In einem gemeinsamen Vorstoß sprechen sich Partei- und Fraktionsführung für ein Moratorium für den Neubeginn von Autobahnen und Bundesstraßen aus: "Wir brauchen eine andere Verkehrspolitik", sagte die Parteivorsitzende Annalena Baerbock der "Süddeutschen Zeitung" (Montagsausgabe). "Die Planungen für Autobahnen und Bundesstraßen müssen grundsätzlich auf die Einhaltung der Klimaziele, Notwendigkeit und die Wirtschaftlichkeit überprüft werden", sagte auch der Fraktionsvorsitzende Anton Hofreiter.
Das derzeit besonders umstrittene Bauprojekt, den Weiterbau der A 49 in Hessen, solle die Bundesregierung "jetzt stoppen", sagte Baerbock weiter. Die Polizei hatte zuletzt begonnen, Protestcamps zu räumen. Aktivisten versuchen, die begonnene Rodung von Wäldern zu stoppen. Für Sonntag wurden neue Demonstrationen erwartet. Die Grünen wenden sich mit dem Vorstoß gegen die langfristige Dominanz der Straßenplanung in der deutschen Verkehrspolitik.

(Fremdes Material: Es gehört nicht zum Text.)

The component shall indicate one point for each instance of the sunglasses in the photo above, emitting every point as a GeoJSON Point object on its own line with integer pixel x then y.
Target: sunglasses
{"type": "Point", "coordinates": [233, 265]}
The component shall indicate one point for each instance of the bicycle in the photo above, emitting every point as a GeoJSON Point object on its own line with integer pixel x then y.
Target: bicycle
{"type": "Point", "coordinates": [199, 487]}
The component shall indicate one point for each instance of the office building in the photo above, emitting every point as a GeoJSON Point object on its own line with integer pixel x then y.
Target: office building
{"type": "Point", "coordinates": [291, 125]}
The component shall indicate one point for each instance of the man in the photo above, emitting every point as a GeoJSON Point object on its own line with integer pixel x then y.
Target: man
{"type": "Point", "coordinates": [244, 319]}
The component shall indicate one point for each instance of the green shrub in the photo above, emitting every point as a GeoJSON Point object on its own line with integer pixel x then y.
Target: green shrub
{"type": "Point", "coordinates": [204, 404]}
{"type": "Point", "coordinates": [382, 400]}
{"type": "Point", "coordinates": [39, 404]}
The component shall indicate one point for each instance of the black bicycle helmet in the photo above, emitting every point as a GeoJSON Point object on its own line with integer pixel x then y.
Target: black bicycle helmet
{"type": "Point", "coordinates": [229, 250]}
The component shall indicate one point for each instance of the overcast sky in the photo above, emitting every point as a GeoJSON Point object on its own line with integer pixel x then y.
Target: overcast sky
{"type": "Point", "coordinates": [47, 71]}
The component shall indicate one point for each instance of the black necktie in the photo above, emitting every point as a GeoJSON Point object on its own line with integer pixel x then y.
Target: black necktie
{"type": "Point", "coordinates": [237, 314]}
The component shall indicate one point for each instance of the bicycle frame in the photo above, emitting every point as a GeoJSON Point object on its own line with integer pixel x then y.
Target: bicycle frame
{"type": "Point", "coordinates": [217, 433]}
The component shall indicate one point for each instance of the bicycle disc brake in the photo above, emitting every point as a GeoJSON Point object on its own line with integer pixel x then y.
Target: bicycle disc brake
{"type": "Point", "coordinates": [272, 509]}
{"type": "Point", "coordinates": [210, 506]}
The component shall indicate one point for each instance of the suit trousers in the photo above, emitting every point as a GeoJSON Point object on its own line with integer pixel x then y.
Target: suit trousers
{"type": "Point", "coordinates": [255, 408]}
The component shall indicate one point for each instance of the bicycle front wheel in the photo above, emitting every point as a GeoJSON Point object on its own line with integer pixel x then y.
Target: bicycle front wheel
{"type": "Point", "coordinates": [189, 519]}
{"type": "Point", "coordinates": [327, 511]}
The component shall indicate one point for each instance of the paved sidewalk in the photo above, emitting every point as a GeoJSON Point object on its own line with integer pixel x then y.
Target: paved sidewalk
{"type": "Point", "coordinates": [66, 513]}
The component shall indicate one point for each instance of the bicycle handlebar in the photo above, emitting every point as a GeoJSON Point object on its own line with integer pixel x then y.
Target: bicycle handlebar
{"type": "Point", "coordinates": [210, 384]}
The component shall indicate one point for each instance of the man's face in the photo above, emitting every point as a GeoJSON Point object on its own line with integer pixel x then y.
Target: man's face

"Die Verkehrsplanung der Bundesregierung zementiert für die nächsten zehn Jahre zahllose Straßenprojekte und konterkariert die deutschen Klimaziele", sagte Hofreiter. Auch der Verkehrssektor müsse einen substanziellen Beitrag zur Lösung der Klimakrise beitragen. "Statt immer mehr Autobahnen und Umgehungsstraßen zu bauen muss der Fokus auf einem massiven Ausbau von Bus und Bahn, der Stärkung des Radverkehrs und vernetzter Mobilitätsangebote liegen", so der Fraktionschef.
Der Autoverkehr gehört seit Jahren zu den großen Klimasündern in Deutschland. Er trägt maßgeblich dazu bei, dass Deutschland seine Vorgaben aus dem Abkommen von Paris verfehlt. Dennoch liegen die Prioritäten bundesweit auf dem Straßenverkehr. Das Bundesfernstraßennetz gilt mit 13.000-Autobahn- und 38.000-Bundesstraßenkilometer schon heute als eines der dichtesten in Europa.
Die Planung des Bundesverkehrsministeriums sieht bis 2030 dennoch rund 80 Neubauprojekte und mehr als 200 Ausbauprojekte allein bei Autobahnen vor. Im gleichen Zeitraum sieht der aktuelle Bundesverkehrswegeplan - die Blaupause für die Verkehrsplanung hier zu Lande - Investitionen von 270 Milliarden Euro vor. Die Hälfte der Mittel fließen in Straßen, 40 Prozent in Bahnstrecken, der Rest in Flüsse und Kanäle.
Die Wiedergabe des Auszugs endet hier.